Bonavolonta went on to say that ransomware incidents should still be reported to the FBI so that the agency can monitor how the hackers are advancing their schemes, which can trap user data behind encryption. But he said even when the Bureau is notified of ransom hacks – software such as Cryptolocker, Cryptowall and Reveton, for example – the encryption is too tough for officials to crack.
“The easiest thing may be to just pay the ransom,” said Bonavolonta. “The amount of money made by these criminals is enormous and that’s because the overwhelming majority of institutions just pay the ransom.”
The malicious ransomware programs not only encrypt the contents of a victim’s hard drive, but also attack other directories accessible from the infected system, according to Bonavolonta.
Security Ledger reported ransomware is not new and has been around for more than a decade but in the last three years there have been a proliferation of incidents. Attacks can be hidden in email attachments, downloads, compromised websites or web ads (malvertising).
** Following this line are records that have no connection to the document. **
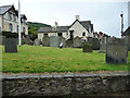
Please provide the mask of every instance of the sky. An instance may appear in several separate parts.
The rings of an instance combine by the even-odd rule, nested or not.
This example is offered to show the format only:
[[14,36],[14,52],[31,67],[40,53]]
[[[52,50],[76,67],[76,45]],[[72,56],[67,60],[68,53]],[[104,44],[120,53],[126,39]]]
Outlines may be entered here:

That upswing has resulted in an increase of complaints to the FBI. The Bureau said 992 complaints have been submitted regarding Cryptowall between April 2014 and June 2015, resulting in losses of $18 million.
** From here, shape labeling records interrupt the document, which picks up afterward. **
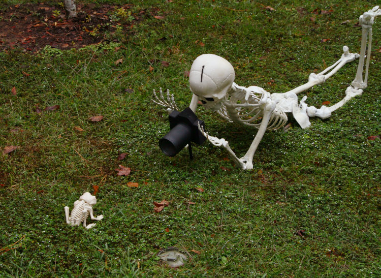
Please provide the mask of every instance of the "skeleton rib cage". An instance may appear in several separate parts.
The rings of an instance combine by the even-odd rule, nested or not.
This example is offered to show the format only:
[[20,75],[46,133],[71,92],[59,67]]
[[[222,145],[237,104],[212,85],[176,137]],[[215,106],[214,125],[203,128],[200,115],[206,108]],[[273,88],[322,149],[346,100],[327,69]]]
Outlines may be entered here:
[[[247,100],[244,101],[243,100],[245,99],[246,90],[242,89],[234,83],[233,88],[234,91],[228,95],[227,101],[217,112],[230,122],[239,122],[259,128],[263,116],[263,110],[261,108],[261,105],[264,99],[270,97],[270,94],[265,91],[255,92],[251,90]],[[276,105],[266,130],[278,129],[283,126],[287,120],[285,113],[278,105]]]

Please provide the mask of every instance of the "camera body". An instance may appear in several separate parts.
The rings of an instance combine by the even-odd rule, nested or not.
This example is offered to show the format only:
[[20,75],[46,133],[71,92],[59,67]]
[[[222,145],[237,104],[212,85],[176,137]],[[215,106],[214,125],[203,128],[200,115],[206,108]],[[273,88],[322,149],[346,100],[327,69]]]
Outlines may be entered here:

Bonavolonta said that while criminals make “enormous” amounts of money, the fact that so many companies decide to pay the ransom means hackers “are less inclined to wring excess profit out of any single victim, keeping ransoms low.”
Unusually, scammers are“good to their word,”Bonavolonta added, according to Security Ledger.“You do get your access back.”
One such scam happened in September. A US internet security firm discovered smartphone malware that was disguised as a free porn service. It covertly took pictures of users through the front camera and then demanded a ransom from them, threatening the victim with the disclosure of their personal information if they didn’t pay.
The app demanded $500 to release control of the device and reappeared even after rebooting the smartphone.
An Intel Security report published in August stated that the number of ransomware programs targeting primarily personal computers and laptops has increased by 127 percent since 2014.